No group of order 200 is simple

Question

Show that any group of order 200 is not a simple group.

I have started with the sylow 5-subgroup, but the sylow 2 subgroups i found that they are 25 subgroup but i couldnt proceed in the proof any more! Please help.

Answer 1

$|G|=200=2^3\cdot5^2$. If you want the easy way out, Burnside's Theorem trivially proves that this is not a simple group.

By Sylow's third theorem, the amount of $5$-subgroups $n_5$ must divide $2^3=8$. However, $n_5\equiv 1\pmod 5$ so $n_5=1$.
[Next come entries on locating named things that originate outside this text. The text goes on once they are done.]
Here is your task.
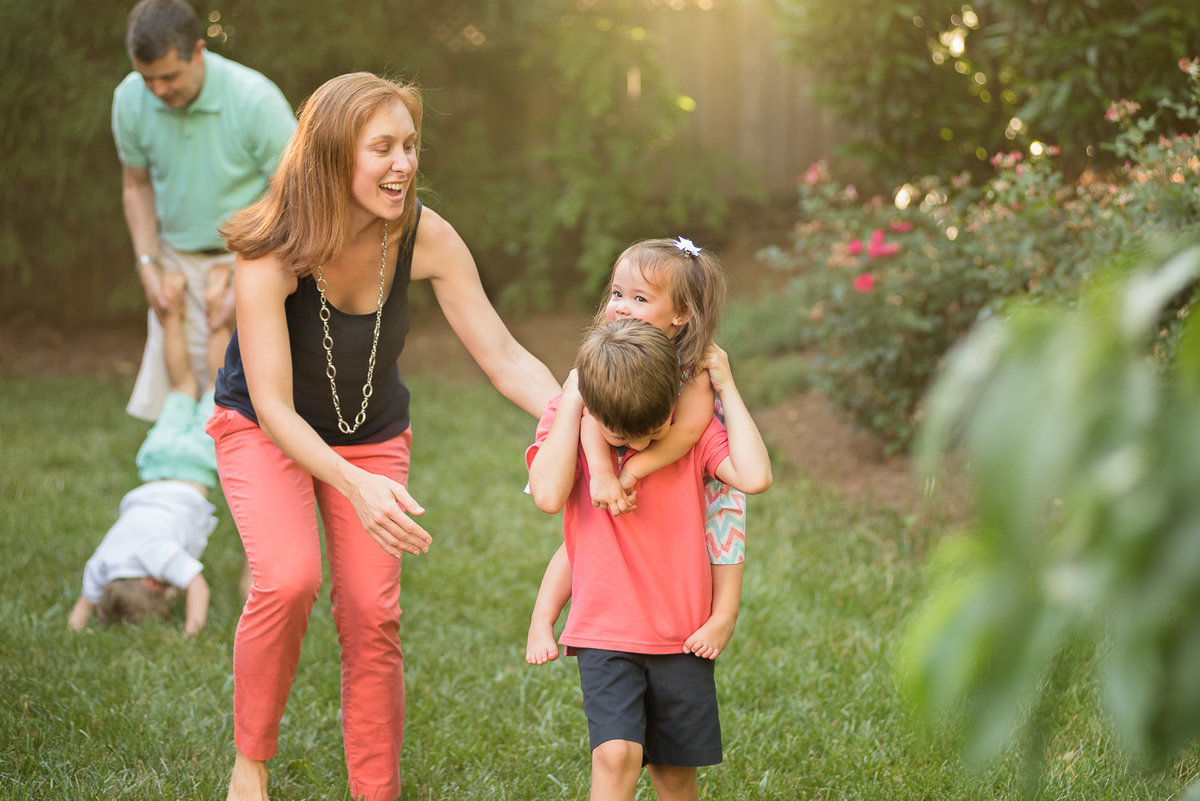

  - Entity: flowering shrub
[727,59,1200,451]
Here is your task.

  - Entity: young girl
[526,237,745,664]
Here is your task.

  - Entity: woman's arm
[412,207,558,417]
[234,255,432,556]
[620,371,713,488]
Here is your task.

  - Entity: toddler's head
[96,576,170,626]
[575,319,679,451]
[596,239,726,375]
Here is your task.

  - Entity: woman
[209,73,558,801]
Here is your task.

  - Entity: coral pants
[208,406,412,801]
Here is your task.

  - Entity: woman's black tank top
[215,201,421,445]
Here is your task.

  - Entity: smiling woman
[209,73,558,801]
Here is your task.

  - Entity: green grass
[0,378,1195,801]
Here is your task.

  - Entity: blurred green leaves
[900,247,1200,781]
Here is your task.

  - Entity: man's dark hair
[125,0,202,64]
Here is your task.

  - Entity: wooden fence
[648,0,836,199]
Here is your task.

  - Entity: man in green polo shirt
[113,0,295,420]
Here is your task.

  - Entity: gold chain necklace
[317,219,388,434]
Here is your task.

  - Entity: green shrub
[900,247,1200,781]
[0,0,732,321]
[774,0,1200,182]
[727,61,1200,451]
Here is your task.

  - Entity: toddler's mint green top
[113,50,296,252]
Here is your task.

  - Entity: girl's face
[350,101,416,225]
[604,259,691,337]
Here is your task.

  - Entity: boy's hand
[588,472,637,514]
[702,343,733,395]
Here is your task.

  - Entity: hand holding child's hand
[703,343,733,396]
[348,470,433,558]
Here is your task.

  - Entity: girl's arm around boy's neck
[704,345,773,495]
[620,371,713,487]
[529,369,583,514]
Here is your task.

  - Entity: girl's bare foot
[526,621,558,664]
[683,613,738,660]
[226,748,268,801]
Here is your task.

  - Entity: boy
[526,320,772,801]
[67,272,230,636]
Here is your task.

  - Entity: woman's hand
[348,470,433,559]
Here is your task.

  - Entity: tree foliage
[901,247,1200,781]
[775,0,1200,182]
[0,0,726,318]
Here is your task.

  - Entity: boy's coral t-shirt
[526,390,730,654]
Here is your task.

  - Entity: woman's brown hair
[221,72,424,276]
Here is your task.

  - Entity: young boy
[67,266,230,636]
[526,320,772,801]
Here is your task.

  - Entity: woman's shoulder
[234,253,298,295]
[413,201,470,278]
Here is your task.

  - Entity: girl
[526,237,745,664]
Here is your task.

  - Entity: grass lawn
[0,378,1195,801]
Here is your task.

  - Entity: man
[113,0,295,421]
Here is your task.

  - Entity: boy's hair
[125,0,202,64]
[596,239,727,378]
[96,578,170,626]
[575,319,680,439]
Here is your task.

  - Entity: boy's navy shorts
[574,648,721,767]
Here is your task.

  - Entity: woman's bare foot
[226,748,268,801]
[683,613,738,660]
[526,621,558,664]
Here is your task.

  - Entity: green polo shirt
[113,50,296,252]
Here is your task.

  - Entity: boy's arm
[619,372,713,488]
[704,345,772,495]
[184,573,209,637]
[67,597,96,632]
[529,369,583,514]
[580,414,637,514]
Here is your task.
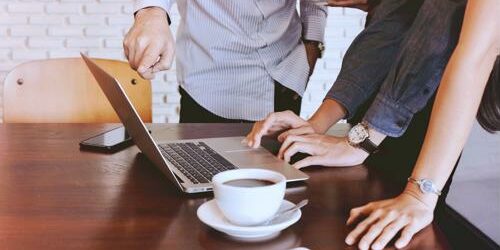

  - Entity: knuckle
[387,209,399,218]
[373,208,385,215]
[349,208,358,216]
[384,225,397,233]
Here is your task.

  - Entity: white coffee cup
[212,169,286,226]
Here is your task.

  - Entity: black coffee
[224,179,275,187]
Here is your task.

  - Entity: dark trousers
[179,82,302,123]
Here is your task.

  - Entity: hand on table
[245,110,315,148]
[345,192,435,250]
[278,134,368,168]
[123,7,175,79]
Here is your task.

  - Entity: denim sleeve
[326,0,422,119]
[363,0,466,137]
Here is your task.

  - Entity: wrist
[368,126,387,146]
[135,6,167,20]
[403,183,438,209]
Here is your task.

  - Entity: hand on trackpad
[289,153,311,165]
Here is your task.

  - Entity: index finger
[136,44,161,77]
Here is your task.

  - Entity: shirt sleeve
[134,0,175,13]
[300,0,328,42]
[326,0,418,119]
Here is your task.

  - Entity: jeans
[326,0,466,137]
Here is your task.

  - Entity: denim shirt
[326,0,466,137]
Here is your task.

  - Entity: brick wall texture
[0,0,365,123]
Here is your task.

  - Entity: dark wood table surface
[0,124,449,250]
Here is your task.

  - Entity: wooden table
[0,124,449,250]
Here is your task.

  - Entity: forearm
[404,0,500,207]
[134,0,175,12]
[412,54,495,207]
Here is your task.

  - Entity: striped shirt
[135,0,327,120]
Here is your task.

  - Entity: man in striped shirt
[124,0,327,122]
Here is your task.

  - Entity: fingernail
[394,241,405,249]
[345,237,354,245]
[358,243,368,250]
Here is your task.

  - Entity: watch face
[347,124,368,145]
[420,179,434,193]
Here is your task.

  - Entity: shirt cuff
[300,2,328,42]
[134,0,172,13]
[363,96,413,137]
[325,79,368,119]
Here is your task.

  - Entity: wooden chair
[3,58,152,123]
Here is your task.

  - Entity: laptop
[82,54,309,193]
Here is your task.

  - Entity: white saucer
[196,200,302,239]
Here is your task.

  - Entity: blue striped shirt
[135,0,327,120]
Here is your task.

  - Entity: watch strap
[358,138,378,154]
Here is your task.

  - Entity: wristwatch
[408,177,441,196]
[347,122,378,154]
[302,40,325,58]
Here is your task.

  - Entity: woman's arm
[406,0,500,206]
[346,0,500,249]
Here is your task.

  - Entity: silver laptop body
[82,54,309,193]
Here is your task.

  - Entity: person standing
[124,0,327,122]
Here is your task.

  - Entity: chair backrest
[3,58,152,123]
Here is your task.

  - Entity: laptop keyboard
[159,142,236,184]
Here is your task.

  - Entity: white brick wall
[0,0,365,122]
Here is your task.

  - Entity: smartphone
[80,127,133,153]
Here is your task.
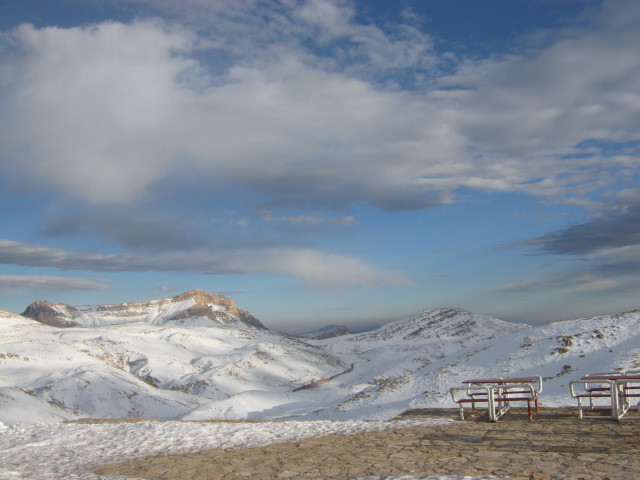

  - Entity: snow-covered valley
[0,291,640,480]
[0,291,640,425]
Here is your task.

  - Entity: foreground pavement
[95,408,640,480]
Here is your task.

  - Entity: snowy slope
[296,325,351,340]
[0,300,345,424]
[0,292,640,424]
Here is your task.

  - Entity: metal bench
[449,377,542,422]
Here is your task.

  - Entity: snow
[0,419,493,480]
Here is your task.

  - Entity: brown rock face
[172,290,266,330]
[22,300,80,328]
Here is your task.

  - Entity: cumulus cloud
[0,0,640,294]
[0,240,400,290]
[0,0,640,214]
[0,275,110,292]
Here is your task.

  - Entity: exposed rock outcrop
[22,300,81,328]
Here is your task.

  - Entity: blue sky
[0,0,640,332]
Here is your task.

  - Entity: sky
[0,0,640,333]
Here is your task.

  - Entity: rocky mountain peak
[21,300,80,328]
[171,290,266,330]
[22,290,266,330]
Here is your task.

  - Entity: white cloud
[0,240,400,290]
[0,0,640,210]
[0,275,110,292]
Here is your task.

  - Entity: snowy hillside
[296,325,351,340]
[0,291,640,424]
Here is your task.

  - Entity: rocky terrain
[0,290,640,424]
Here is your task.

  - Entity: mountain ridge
[22,290,266,329]
[0,291,640,424]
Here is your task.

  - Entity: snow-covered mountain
[0,291,640,424]
[22,290,264,329]
[296,325,351,340]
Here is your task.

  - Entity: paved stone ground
[96,408,640,480]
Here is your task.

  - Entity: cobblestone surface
[96,409,640,480]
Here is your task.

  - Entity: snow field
[0,419,504,480]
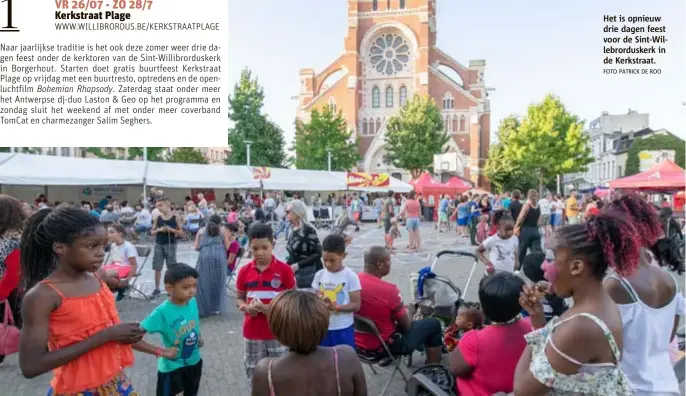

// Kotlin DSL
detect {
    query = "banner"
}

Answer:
[252,166,272,180]
[345,172,391,188]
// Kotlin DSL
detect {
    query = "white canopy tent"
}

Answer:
[0,153,145,186]
[0,153,412,193]
[147,162,260,189]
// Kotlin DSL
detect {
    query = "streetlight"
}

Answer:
[243,140,252,166]
[326,149,333,172]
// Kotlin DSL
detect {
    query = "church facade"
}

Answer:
[297,0,490,186]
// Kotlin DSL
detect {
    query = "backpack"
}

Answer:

Since conjugation preserves the order of elements and all the elements in the $5$-subgroup are the only elements which can have order that divides $5^2$, the subgroup must be normal in $G$.

Answer 2

Hints:

$$\begin{align*}\bullet&\;\;200=2^35^2\\{}\\ \bullet&\;\;2\,,\,2^2\,,\,2^3\neq1\pmod 5\;,\;\;\text{so...}\end{align*}$$

Answer 3

Alternatively let $P$ be a Sylow $5$-subgroup and show that the normal core of $P$ in $G$ cannot be $1$.

Answer 4

There is a nice way for seeing that the group $G$ is simple:

Lemma: Let $G$ be a simple group and $H< G$ such that $[G:H]=n$. Then $G\hookrightarrow A_n$.

Indeed, about the $5-$sylow subgroup of $G$ we see that $200\nmid\frac{8!}{2}$.